SWOSU Receives First Ever U.S. Patent
Southwestern Oklahoma State University in Weatherford recently obtained its first United States Patent, making it one of only four universities in Oklahoma that hold U.S. Patents.
The inventors named in the patent are SWOSU Department of Chemistry and Physics Chair and Bernhardt Professor of Chemistry Dr. Tim Hubin; former faculty member in SWOSU Pharmaceutical Sciences M. O. Faruk Khan; and collaborators Babu Tekwani at the University of Mississippi and Steve Archibald at the University in Hull (United Kingdom).
The patent includes the synthesis of a large class of novel macrocyclic compounds originating in the labs of Hubin and Archibald. These compounds contain multiple nitrogen atoms arranged in ring structures that are further structurally reinforced by additional carbon-chain bridges between nitrogen atoms. These structures allow extremely strong binding to transition metal ions like iron, copper, manganese and many others.
SWOSU Provost Dr. James South said the university enthusiastically supports the research efforts of its students and faculty and provides many opportunities for those involved in research. SWOSU has never had a U.S. Patent assigned to it since its founding in 1901.

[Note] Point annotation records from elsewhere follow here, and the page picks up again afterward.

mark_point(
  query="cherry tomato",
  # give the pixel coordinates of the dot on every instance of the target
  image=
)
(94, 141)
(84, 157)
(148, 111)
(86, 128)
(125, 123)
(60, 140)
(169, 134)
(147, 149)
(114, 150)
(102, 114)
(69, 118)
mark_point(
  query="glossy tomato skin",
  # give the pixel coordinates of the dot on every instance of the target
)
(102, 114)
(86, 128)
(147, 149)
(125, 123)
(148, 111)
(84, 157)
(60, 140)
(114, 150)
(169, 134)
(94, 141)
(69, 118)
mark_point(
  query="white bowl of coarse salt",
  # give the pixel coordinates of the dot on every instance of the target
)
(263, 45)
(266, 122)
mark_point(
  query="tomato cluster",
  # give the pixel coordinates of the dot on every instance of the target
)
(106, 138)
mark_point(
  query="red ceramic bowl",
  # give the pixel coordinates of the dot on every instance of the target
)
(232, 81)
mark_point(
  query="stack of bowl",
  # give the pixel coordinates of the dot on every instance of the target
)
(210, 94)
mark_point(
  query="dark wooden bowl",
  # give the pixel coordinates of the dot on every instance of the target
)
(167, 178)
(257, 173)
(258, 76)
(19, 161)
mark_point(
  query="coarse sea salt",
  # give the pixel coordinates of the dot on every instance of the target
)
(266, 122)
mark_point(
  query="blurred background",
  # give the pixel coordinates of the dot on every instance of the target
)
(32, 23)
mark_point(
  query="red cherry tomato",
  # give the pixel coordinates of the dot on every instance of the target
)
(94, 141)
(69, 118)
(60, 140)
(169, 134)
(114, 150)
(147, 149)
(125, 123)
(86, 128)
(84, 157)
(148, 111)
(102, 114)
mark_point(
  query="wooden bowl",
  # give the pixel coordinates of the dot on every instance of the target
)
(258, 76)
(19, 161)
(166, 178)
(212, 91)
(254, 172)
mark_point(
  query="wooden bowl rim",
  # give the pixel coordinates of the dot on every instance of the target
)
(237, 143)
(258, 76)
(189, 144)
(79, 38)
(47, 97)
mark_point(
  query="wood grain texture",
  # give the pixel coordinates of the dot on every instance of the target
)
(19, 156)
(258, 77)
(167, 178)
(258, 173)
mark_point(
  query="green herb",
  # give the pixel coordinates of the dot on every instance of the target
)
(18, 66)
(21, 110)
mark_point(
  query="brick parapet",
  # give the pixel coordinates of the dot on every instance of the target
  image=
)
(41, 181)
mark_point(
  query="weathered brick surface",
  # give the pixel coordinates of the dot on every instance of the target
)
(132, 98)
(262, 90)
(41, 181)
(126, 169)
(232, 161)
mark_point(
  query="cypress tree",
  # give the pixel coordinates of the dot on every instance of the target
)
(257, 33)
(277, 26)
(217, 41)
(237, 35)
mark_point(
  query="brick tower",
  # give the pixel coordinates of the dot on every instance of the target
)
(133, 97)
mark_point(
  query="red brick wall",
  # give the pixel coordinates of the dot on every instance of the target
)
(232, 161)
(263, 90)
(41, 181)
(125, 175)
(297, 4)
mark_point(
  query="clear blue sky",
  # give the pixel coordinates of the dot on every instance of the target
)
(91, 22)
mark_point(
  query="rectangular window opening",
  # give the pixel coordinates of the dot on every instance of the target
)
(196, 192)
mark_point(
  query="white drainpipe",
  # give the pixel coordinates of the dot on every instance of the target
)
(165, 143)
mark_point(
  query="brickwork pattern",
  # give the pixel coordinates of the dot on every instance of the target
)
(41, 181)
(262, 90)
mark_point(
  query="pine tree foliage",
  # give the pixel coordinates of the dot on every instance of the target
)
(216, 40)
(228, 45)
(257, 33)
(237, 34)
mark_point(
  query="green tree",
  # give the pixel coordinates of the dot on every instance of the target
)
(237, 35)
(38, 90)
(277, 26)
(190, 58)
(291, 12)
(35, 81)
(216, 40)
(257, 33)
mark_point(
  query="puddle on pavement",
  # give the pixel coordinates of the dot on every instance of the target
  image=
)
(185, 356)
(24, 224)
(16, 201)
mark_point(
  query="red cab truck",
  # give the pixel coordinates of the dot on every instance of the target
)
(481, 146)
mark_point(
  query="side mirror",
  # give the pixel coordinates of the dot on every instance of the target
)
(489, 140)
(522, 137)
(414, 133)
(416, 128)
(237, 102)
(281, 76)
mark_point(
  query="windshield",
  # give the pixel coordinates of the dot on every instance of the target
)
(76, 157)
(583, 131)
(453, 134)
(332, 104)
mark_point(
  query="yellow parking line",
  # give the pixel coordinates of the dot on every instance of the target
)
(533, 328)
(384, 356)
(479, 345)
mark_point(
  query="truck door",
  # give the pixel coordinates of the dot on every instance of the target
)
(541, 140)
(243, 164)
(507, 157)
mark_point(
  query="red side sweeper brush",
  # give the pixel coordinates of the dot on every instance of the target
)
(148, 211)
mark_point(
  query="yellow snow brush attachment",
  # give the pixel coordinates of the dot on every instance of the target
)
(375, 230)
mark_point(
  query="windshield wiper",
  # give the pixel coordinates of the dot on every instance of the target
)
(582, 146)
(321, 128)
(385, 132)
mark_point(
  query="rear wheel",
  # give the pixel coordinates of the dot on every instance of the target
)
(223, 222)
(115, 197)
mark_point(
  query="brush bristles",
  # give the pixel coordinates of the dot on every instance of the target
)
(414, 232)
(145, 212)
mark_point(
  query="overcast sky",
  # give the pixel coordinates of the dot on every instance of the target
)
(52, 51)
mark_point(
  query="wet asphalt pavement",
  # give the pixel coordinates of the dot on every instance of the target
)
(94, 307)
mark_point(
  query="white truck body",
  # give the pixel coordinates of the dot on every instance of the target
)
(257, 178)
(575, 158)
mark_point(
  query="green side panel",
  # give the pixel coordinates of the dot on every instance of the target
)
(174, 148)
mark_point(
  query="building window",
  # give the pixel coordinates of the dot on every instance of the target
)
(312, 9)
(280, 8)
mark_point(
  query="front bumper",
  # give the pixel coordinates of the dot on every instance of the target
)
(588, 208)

SWOSU President Randy Beutler and South were in strong support of the patenting of this work. SWOSU’s Intellectual Property Committee and Office of Sponsored Programs approved and supported the patent process. Oklahoma City law firm Dunlap Codding were instrumental in navigating the patent application process, in particular Kathryn L. Hester, PhD, registered patent agent and risk manager and life sciences practice group leader.
Hubin said hundreds of related compounds, either with or without metal ions bound, were tested for the ability to inhibit growth of fungal pathogens, parasites like malaria and leishmania, and bacterial infections. The strongest effect was found to be against several fungal species that cause problematic and often deadly infections such as fungal meningitis, particularly in people with weakened immune systems. Additional strong effects were seen against the parasites that cause malaria, leishmania and schistosomiasis.
Currently, the U.S. Food and Drug Administration (FDA) has only approved four classes of antifungal drugs, and fungi have been quickly developing resistance to all four types of antifungal drugs. The most recently FDA-approved antifungal drug was approved in 2001, and no new ones have been approved in the past 20 years.
The March 1 issue of Chemistry and Engineering News, nearly coinciding with the February 23 grant of this patent by the U.S. Patent Office, points out the lack of antifungal medications and calls for the study of new antifungals. Hubin and his colleagues hope to find collaborators and to establish licensing agreements with companies interested in exploring their newly patented technologies.
Hubin has published over 50 peer reviewed journal articles and has seven other U.S. Patents from previous work at the University of Kansas and the California Institute of Technology (Caltech). He has received several statewide and national awards for his teaching and research, including the Oklahoma Foundation for Excellence Boren Outstanding Mentor, Oklahoma Medal for Excellence, Henry Dreyfus Teacher-Scholar Award, DaVinci Fellows Award, and SWOSU’s Bernhardt Academic Excellence Award.
The same team of inventors has a second patent pending on related work. Hubin and Archibald will soon be submitting at least two additional patent applications dealing with the uses of related compounds as medical imaging agents and cancer therapeutics.
The patent owned by SWOSU was initially filed in 2016, and after much time and effort put into the project by Drs. Hubin, Beutler and South, SWOSU now has its first ever U.S. Patent.
Other universities in Oklahoma that have patented ground-breaking scientific research include the University of Oklahoma, Oklahoma State University and the University of Central Oklahoma.